It was quite a distressing show in Nashville, Tenn., as officials and coaches of UNC-Chapel Hill and some high-powered North Carolina lawyers met with officials of the NCAA – college athletics’ governing body – to continue the sad and sorry saga of an athletics and academic scandal first exposed in The News & Observer and confirmed in a $3 million investigation by Washington superlawyer Kenneth Wainstein.
Phony courses in which athletes were enrolled and “earned” good grades were at the center of the investigation. But throughout, university officials have treated the matter as a public relations problem, hiring expensive outside PR help to try to “manage the story.” And with regard to the NCAA, they’ve even argued that the issue is purely academic and thus the NCAA – which has the power to punish the university for rules violations – has no jurisdiction. The NCAA begs to differ, and thus university officials were summoned to Nashville this week.

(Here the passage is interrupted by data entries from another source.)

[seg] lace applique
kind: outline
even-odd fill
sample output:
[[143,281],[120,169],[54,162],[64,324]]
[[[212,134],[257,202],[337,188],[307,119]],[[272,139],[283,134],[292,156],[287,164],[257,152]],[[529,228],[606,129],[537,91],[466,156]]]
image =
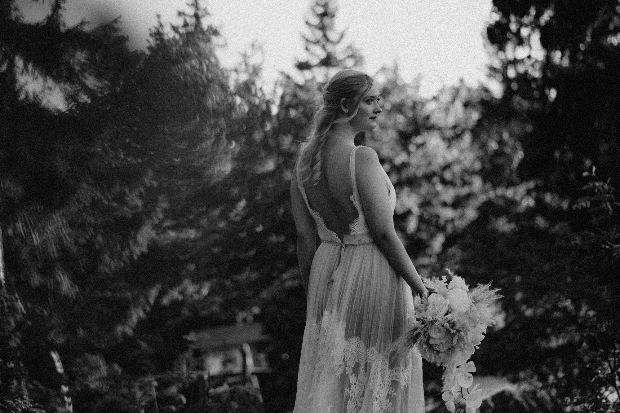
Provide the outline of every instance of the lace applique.
[[[391,399],[396,396],[396,388],[392,382],[398,381],[401,389],[410,383],[412,368],[410,360],[404,365],[390,368],[387,352],[379,353],[375,347],[366,348],[358,336],[345,339],[344,323],[334,319],[327,311],[324,313],[320,323],[313,323],[311,331],[311,342],[313,347],[317,349],[314,353],[316,355],[314,380],[318,379],[328,364],[337,375],[347,375],[348,379],[345,390],[345,394],[348,396],[347,413],[360,411],[366,391],[372,393],[373,412],[393,410]],[[300,365],[301,374],[303,376],[306,375],[307,368],[305,363]],[[321,401],[316,401],[319,404],[321,403]],[[330,407],[322,406],[322,409],[319,411],[329,412]]]
[[355,207],[355,210],[357,210],[357,218],[355,218],[355,221],[349,224],[349,229],[351,232],[349,233],[350,236],[353,236],[359,234],[365,234],[370,233],[370,229],[368,229],[367,225],[366,225],[366,221],[363,220],[363,213],[361,211],[361,208],[360,206],[360,204],[358,203],[357,200],[355,198],[355,195],[353,193],[351,194],[349,197],[349,199],[353,203],[353,206]]
[[333,231],[332,231],[331,229],[330,229],[329,228],[328,228],[327,226],[325,224],[325,221],[323,220],[323,217],[321,216],[321,214],[319,213],[319,211],[315,211],[311,208],[310,208],[309,210],[310,211],[312,211],[312,214],[314,214],[314,216],[316,217],[316,219],[318,220],[319,222],[321,222],[321,224],[323,226],[323,228],[324,228],[326,231],[327,231],[332,237],[334,237],[333,239],[334,241],[337,239],[338,241],[340,242],[340,239],[338,238],[338,236],[336,235],[336,233]]

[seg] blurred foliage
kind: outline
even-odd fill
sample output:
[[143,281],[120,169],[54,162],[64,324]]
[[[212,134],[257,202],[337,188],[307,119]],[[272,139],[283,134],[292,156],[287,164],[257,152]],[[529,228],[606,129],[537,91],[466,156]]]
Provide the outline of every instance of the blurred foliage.
[[[259,46],[220,65],[197,0],[134,52],[115,22],[66,27],[63,3],[40,23],[0,3],[0,409],[66,411],[66,385],[76,411],[199,409],[185,335],[260,321],[265,411],[292,409],[306,300],[290,179],[321,86],[363,62],[335,2],[311,3],[307,58],[273,91]],[[481,411],[614,411],[620,6],[497,0],[490,17],[500,96],[422,97],[386,66],[379,127],[356,143],[394,184],[421,274],[502,289],[474,358],[519,391]],[[439,373],[425,364],[429,411],[445,411]],[[254,397],[212,393],[223,411]]]

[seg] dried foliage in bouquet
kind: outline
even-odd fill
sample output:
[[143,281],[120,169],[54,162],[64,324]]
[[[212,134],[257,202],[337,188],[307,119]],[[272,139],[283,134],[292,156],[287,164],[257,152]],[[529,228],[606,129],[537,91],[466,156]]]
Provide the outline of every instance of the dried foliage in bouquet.
[[[456,406],[467,413],[480,407],[477,384],[471,391],[473,362],[467,360],[484,338],[487,327],[494,326],[490,306],[503,296],[490,283],[471,291],[463,278],[449,269],[441,278],[423,280],[431,291],[428,300],[416,299],[414,327],[393,344],[394,356],[404,357],[414,346],[426,360],[443,366],[442,399],[450,412]],[[448,277],[450,277],[450,280]]]

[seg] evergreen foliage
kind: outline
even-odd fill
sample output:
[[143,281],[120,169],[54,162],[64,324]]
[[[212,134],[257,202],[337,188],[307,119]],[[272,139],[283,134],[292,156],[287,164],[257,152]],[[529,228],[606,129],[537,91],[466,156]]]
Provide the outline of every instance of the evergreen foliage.
[[[255,320],[272,337],[265,410],[292,409],[306,303],[290,179],[321,86],[363,63],[335,2],[311,6],[305,80],[283,73],[273,93],[259,47],[221,66],[198,0],[135,52],[115,22],[66,27],[63,0],[39,23],[16,4],[0,2],[0,410],[255,405],[234,389],[188,406],[197,373],[176,365],[190,331]],[[494,5],[503,95],[461,82],[423,97],[386,67],[379,126],[356,143],[392,180],[422,275],[502,289],[475,362],[520,390],[495,411],[614,411],[620,6]],[[425,367],[428,406],[439,373]]]
[[335,29],[337,11],[335,0],[316,0],[310,6],[306,20],[308,34],[301,35],[308,58],[297,61],[298,70],[314,73],[314,77],[326,81],[340,69],[359,68],[363,63],[357,48],[352,43],[344,47],[342,44],[345,30]]

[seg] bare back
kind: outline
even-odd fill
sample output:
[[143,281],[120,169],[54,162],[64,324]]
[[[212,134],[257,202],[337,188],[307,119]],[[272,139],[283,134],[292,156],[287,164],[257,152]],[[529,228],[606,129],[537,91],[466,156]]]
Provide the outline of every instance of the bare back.
[[[351,153],[355,145],[350,141],[328,140],[321,151],[321,177],[314,185],[310,179],[303,182],[310,207],[320,215],[326,226],[342,241],[351,232],[350,226],[358,213],[353,202],[353,187],[349,171]],[[303,179],[309,171],[301,172]]]

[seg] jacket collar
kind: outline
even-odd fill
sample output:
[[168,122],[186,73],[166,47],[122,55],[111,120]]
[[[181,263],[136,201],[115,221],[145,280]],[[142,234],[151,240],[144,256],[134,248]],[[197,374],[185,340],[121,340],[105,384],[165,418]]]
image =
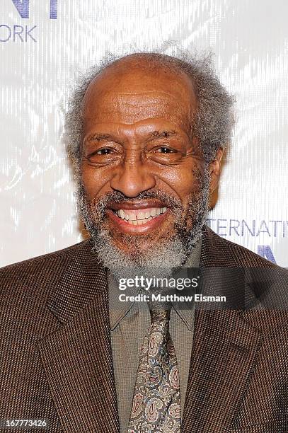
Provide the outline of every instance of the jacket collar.
[[[201,267],[227,265],[221,242],[205,229]],[[63,431],[119,432],[107,275],[89,241],[75,249],[47,306],[59,325],[38,347]],[[231,426],[261,342],[238,311],[196,311],[183,433]]]

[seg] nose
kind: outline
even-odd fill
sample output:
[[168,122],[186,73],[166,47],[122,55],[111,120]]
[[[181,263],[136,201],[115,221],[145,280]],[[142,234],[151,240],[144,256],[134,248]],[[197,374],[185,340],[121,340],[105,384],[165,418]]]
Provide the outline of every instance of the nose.
[[111,187],[126,197],[134,198],[155,186],[155,178],[142,161],[125,158],[111,180]]

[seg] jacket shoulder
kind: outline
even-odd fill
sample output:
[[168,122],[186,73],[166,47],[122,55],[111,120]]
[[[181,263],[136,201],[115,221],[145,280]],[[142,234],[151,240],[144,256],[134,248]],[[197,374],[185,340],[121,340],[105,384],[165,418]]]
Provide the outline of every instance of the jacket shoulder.
[[69,265],[71,258],[81,250],[88,241],[84,241],[68,248],[8,265],[0,269],[0,294],[7,291],[11,295],[12,289],[34,287],[35,284],[47,286],[57,282]]
[[245,247],[221,238],[206,226],[203,231],[205,266],[219,267],[280,267]]

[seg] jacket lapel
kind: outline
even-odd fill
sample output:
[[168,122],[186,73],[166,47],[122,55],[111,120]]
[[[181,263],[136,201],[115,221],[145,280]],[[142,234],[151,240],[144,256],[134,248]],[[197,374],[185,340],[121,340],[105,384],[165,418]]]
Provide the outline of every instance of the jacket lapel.
[[89,242],[76,250],[47,306],[59,325],[38,347],[64,432],[119,432],[107,277]]
[[[219,262],[221,250],[214,236],[206,230],[200,266],[225,266]],[[242,283],[235,282],[231,289],[235,293],[243,290]],[[231,428],[262,339],[262,333],[244,320],[241,311],[196,310],[181,432],[208,433]]]

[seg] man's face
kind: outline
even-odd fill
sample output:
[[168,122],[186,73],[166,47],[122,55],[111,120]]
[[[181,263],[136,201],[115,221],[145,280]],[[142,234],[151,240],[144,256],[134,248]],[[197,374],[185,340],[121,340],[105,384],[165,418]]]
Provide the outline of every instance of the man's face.
[[[120,64],[89,86],[81,167],[86,206],[90,225],[126,256],[183,241],[203,213],[197,204],[204,179],[207,193],[206,166],[190,136],[196,110],[188,78],[160,67]],[[201,206],[207,210],[207,200]]]

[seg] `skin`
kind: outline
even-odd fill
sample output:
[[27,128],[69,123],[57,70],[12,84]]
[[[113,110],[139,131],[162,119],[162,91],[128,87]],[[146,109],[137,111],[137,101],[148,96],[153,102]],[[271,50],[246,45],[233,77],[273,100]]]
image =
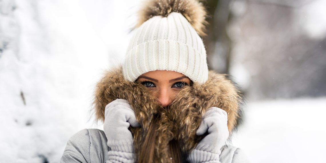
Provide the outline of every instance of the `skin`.
[[189,85],[190,80],[181,73],[173,71],[156,70],[141,75],[137,80],[152,91],[163,107],[168,106],[175,98],[181,88]]

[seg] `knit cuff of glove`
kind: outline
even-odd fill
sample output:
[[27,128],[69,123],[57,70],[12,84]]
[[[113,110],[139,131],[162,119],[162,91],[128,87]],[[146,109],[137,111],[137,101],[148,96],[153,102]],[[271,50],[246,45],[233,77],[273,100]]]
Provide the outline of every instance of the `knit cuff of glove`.
[[195,149],[190,153],[188,160],[192,163],[219,163],[219,154]]
[[123,162],[133,163],[135,162],[134,154],[123,152],[110,151],[108,152],[109,163]]
[[112,151],[128,153],[134,152],[134,144],[132,142],[117,142],[108,140],[108,146],[111,148]]

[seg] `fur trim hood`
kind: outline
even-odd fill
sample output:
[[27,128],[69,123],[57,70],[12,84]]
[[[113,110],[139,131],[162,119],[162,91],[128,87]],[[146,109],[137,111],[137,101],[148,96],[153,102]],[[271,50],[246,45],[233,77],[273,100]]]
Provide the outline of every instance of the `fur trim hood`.
[[178,141],[184,154],[188,153],[202,139],[197,136],[205,111],[216,107],[228,113],[228,127],[233,130],[241,119],[241,94],[226,74],[211,71],[204,83],[194,83],[184,87],[175,100],[166,108],[160,106],[156,99],[140,82],[125,80],[121,68],[108,71],[97,83],[94,101],[96,118],[103,121],[105,106],[117,98],[127,100],[135,112],[141,127],[130,128],[134,135],[135,152],[139,156],[142,142],[151,121],[158,121],[155,162],[167,162],[170,141]]

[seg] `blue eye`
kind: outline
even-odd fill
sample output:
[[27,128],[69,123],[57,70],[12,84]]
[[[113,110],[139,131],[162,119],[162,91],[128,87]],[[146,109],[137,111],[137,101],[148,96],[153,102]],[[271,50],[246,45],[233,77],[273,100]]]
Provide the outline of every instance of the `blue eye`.
[[173,85],[172,86],[172,87],[182,88],[187,85],[188,84],[185,82],[179,82],[173,84]]
[[156,87],[155,85],[153,82],[145,81],[141,82],[141,84],[146,87]]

Whatever the outcome with the NCAA, this multimillion-dollar scandal has harmed UNC-CH’s reputation. And when a conclusion is reached, the university owes alums and taxpayers more than excuses and counter charges. It owes, rather, an explanation of what has been learned from this experience and what the university is doing to ensure there is never another similar problem. Yes, some changes have been made; but a public explanation has been thus far inadequate. There’s more to come in this process; there needs to be more to come in the university’s explanation to its constituents.